So how can the next mayor or city planners fix the problem of, displacement, access to jobs and disparity in housing? The easy answer is to say that we need a massive expansion of the subway system along with a serious network of real bus rapid transit lines that feed both Manhattan and other job centers. Economically, that may not be feasible without a massive realignment of interests in City Hall and Albany and better control of project costs on the part of the MTA.
In another vein, Josh Barro at Business Insider proposes a few other fixes focusing around urban policy. Upzoning residential neighborhoods and incentivizing developers to construct taller buildings with more housing stock near the city’s core along with an aggressive push toward eliminating parking minimums could help increase available housing and ideally lower rents through market forces. That’s a controversial plan from the start.
Likely, there isn’t a very good answer. New York City is a hot place to live right now, and time has become a very valuable commodity.
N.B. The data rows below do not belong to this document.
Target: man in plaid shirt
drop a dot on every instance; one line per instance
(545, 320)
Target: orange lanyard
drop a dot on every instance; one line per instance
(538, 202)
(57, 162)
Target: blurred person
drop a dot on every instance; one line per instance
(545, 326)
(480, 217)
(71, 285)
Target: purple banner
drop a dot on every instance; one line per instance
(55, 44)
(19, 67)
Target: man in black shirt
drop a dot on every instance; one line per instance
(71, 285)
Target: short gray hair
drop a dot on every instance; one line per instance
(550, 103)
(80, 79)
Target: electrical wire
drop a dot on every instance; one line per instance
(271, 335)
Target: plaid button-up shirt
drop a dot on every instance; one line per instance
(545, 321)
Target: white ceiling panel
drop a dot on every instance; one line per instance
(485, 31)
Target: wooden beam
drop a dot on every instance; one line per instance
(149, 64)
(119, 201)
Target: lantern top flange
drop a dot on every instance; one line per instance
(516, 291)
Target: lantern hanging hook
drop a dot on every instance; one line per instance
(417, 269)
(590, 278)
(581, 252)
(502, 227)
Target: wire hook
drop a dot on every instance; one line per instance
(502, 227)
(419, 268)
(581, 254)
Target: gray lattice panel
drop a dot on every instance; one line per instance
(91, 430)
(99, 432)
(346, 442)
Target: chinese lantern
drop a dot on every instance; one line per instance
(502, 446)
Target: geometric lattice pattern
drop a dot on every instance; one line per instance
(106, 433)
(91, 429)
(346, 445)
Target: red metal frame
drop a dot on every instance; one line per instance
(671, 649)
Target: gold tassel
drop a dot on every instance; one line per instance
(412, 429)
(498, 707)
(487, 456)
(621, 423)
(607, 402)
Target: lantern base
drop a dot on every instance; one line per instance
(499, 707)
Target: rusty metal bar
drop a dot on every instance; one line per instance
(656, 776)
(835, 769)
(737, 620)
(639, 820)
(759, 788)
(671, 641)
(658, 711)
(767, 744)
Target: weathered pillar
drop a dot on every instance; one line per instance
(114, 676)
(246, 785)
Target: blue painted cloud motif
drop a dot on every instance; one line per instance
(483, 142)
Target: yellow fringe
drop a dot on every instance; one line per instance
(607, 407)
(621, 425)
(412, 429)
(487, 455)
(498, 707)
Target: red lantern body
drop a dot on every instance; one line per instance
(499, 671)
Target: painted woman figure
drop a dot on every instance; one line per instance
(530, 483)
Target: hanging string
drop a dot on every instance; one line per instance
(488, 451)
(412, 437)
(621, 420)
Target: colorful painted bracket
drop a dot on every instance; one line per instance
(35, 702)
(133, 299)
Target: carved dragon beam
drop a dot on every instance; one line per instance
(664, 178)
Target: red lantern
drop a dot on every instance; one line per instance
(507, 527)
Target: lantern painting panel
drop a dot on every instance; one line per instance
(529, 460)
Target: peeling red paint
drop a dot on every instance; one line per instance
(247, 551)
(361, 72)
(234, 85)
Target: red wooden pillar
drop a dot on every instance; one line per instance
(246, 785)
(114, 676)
It will remain expensive to live close to the areas featuring high-paying jobs, and the price creep — which is extending further and further away — will continue to push those without money toward the fringe and ever-increasing commutes.
102 comments
“So how can the next mayor or city planners fix the problem of, displacement, access to jobs and disparity in housing?”
They can’t, because the problem is beyond the ability of New York City to solve. Basically the U.S. needs five to six or ten additional New York City’s to meet the demand, and they won’t fit within the city or NY metro area’s common borders.
Remember this sequence. In 1950 the U.S. has lots of economically viable downtowns and decent, walkable urban neighborhoods with transit. But more and more people wanted a detached house and a auto-oriented lifestyle.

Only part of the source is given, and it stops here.